# Fire belly newt compatability



## Sinopa (Dec 29, 2009)

I currently have a 9 gallon biube aquarium(biUbe 9-Gallon Aquarium with Halogen Light - Sale - Fish - PetSmart) set up in my dorm since dec 26 and have been visiting pet stores/researching fish before I actually purchase any.

I have had a 75 gallon the last five years and have had few problems with my tank.

My friend showed me a fire belly newt that was kept in a tank with other fish at a pet store. He could not tell me if the fish in the tank with it were tropical or not. I have been doing research to see if it was possible for me to keep a newt in my biube along with danio zebras and leopards and hopefully two shrimp i was planning to get (I have not gotten the names of the shrimp, so no research has been done yet).

The temperature requirements, I have found from other sites say "f_ire bellied newts do best at temperatures on the cool side - they tolerate room temperature (70 F/21 C) but will be happier at slightly lower temperatures - 68 F (20 C) or a bit lower are more ideal. At temperatures around 75 F (24 C) or higher, they will be stressed and susceptible to infections, particularly fungal infections._" (Care of Pet Fire Bellied Newts)

But this member here: http://www.tropicalfishkeeping.com/vivariums-reptiles/fire-bellied-newt-compatability-13856/ Says they would be fine in temperatures over 75° F where as the research I contradicts her statement.
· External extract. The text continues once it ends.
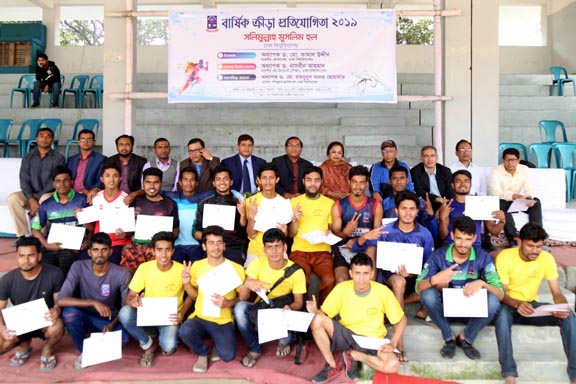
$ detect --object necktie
[242,160,252,193]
The question is: WILL a fire belly newt be okay AND healthy with a temperature over 75 degrees? I know most tropical fish like temperatures around 75° F and danios have a range from 72° F. to 82° F.

Any help or advice will be greatly appreciated, I really can't wait to see fish in my new tank!


----------



## bettababy (Oct 12, 2006)

First of all, the person who told you the newts do fine at temps around 75 - 78 is correct. Fire belly newts are tropical animals. They require both land and water in their environment and are extremely talented escape artists, so be sure to keep the tank tightly sealed. Newts are known well for their ability to scale the sides of the tank walls and use plants and other objects to help push themselves towards the top of the tank. The slightest crack or crevice opening is all they need to get out, and they dry up quickly once out of the confines of their tanks.
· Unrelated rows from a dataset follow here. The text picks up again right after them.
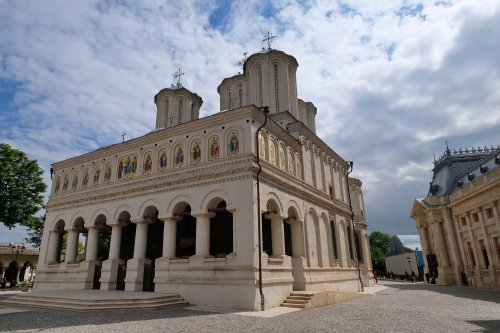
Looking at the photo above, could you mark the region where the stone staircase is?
[281,292,314,309]
[1,292,189,311]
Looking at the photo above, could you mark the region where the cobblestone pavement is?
[0,281,500,333]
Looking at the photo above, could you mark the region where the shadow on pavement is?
[0,303,238,332]
[379,280,500,303]
[468,320,500,332]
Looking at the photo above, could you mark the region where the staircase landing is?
[2,290,188,311]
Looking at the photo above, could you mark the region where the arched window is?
[274,64,280,113]
[330,220,338,259]
[257,67,264,106]
[238,84,243,108]
[177,99,183,125]
[175,205,196,258]
[210,201,233,258]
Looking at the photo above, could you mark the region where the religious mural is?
[259,133,266,159]
[71,171,80,191]
[227,131,240,156]
[142,152,153,175]
[117,154,137,179]
[104,162,112,184]
[82,168,90,188]
[158,148,167,171]
[279,145,286,170]
[269,140,276,165]
[63,175,69,192]
[191,139,201,165]
[92,165,101,186]
[54,176,61,193]
[208,135,220,161]
[174,143,184,168]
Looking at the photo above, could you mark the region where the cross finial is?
[175,68,184,88]
[262,31,276,50]
[239,52,247,70]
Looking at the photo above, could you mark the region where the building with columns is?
[35,44,372,310]
[411,147,500,288]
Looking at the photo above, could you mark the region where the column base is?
[99,255,125,290]
[125,258,151,291]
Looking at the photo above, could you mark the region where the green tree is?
[369,231,391,272]
[0,143,47,229]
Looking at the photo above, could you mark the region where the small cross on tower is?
[262,31,276,50]
[175,68,184,88]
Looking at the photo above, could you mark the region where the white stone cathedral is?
[34,43,372,310]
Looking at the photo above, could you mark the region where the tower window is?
[274,64,280,112]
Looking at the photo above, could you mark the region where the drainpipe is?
[345,161,365,292]
[255,106,269,311]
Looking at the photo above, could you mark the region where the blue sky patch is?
[396,3,426,21]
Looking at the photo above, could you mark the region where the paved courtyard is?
[0,281,500,333]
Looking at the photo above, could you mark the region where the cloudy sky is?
[0,0,500,242]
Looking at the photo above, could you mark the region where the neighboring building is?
[35,43,372,309]
[385,235,424,278]
[411,147,500,288]
[0,244,38,283]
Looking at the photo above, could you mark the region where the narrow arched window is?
[238,84,243,108]
[257,67,264,106]
[330,221,338,259]
[274,64,280,113]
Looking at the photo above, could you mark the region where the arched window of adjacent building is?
[354,231,363,263]
[257,67,264,106]
[262,213,273,256]
[273,64,280,112]
[209,201,233,258]
[347,223,354,261]
[330,220,338,259]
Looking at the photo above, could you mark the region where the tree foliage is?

As for mixing a newt with small fish or shrimp... those fish and shrimp will likely become food before long. Fish such as danios are known to be nippy, and will endlessly nip and pick at the legs, feet, belly, and tail of the newt which can cause damage to the sensitive skin. Newts are prone to infections when injured or in poor water quality, and do not tolerate real low pH levels. You will want to keep the water conditions extremely clean for a newt. 

Typical foods for a fire belly newt are crickets and live black worms. Crickets can be messy if they die in the water before eaten. Newts have poor eyesight, so if it doesn't move they don't often see it, or recognize it as food. High nitrate levels cause burning of the skin (as does any ammonia and nitrite), and high nitrate levels will drop the pH drastically and suddenly, which causes open sores on newts. I can't say enough about clean water when keeping newts.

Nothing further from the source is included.